There are 2 dependencies: jdbc.jar - opencsv.jar

java program accepts two arguments:

  1. Sqlite file path.
  2. Path to a folder containing the text files.

The loader will collect text files inside the provided directory path, then insert them to db (to texts and words tables). There is an option to white-flag specific words, and mark them as pre-processed. You can use csv files as a white-flag list or regular expressions.

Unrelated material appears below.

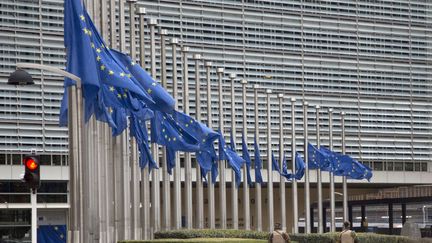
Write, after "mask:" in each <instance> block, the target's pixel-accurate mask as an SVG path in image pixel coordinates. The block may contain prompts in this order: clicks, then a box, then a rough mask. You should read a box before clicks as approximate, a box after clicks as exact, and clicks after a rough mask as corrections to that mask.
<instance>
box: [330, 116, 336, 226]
mask: <svg viewBox="0 0 432 243" xmlns="http://www.w3.org/2000/svg"><path fill="white" fill-rule="evenodd" d="M329 149H330V150H333V109H331V108H330V109H329ZM329 176H330V232H335V231H336V223H335V216H336V214H335V196H334V194H335V188H334V175H333V172H331V171H330V172H329Z"/></svg>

Extending language support/functionality:

Follow those steps:

  1. Change only the "words" table structure to match your needs. However you have to retain certain columns (explained above in DB section).
  2. Edit the java loader (you may only need to change how insertion to "words" table is done)
  3. Prepare your templates files inside a directory (use your preferred language for static text inside .html files)
  4. Override the template file "user_form.html" to control what is submitted by users.
  5. Implement your go function that parses the user form. It should have a specific signature (see variable parse_form_function in source code for details)

Examples

Example1: build and Run word segmentation job for Arabic language:

cd loader
javac -cp ".:jdbc.jar:opencsv.jar" LoaderSeg.java
java -cp ".:jdbc.jar:opencsv.jar" LoaderSeg ../seg_ar.sqlite sample_data_ar
cd ..
go build server.go
./server ./seg_ar.sqlite ./templates/ar Parse_seg

Example2: build and run POS tagging job for English:

cd loader
javac -cp ".:jdbc.jar:opencsv.jar" LoaderPos.java
java -cp ".:jdbc.jar:opencsv.jar" LoaderPos ../pos_en.sqlite sample_data_en
cd ..
go build server.go
./server pos_en.sqlite ./templates/en Parse_pos

Screenshots

Screenshot Screenshot Screenshot Screenshot Screenshot Screenshot

Final notes

  • Tawseem was built without security in mind (you may have noticed this already). The initial objective is to run it in closed or semi-closed environment. If you want to run it publicly just keep this in mind.
  • Tawseem was developed for research purposes (obviously). Special thanks for Dr.AbdulMohsen Al-Thubaity for his original idea in suggesting implementing such platform & supervision throughout the process.
  • The provided sample text files are derived from wikipedia articles.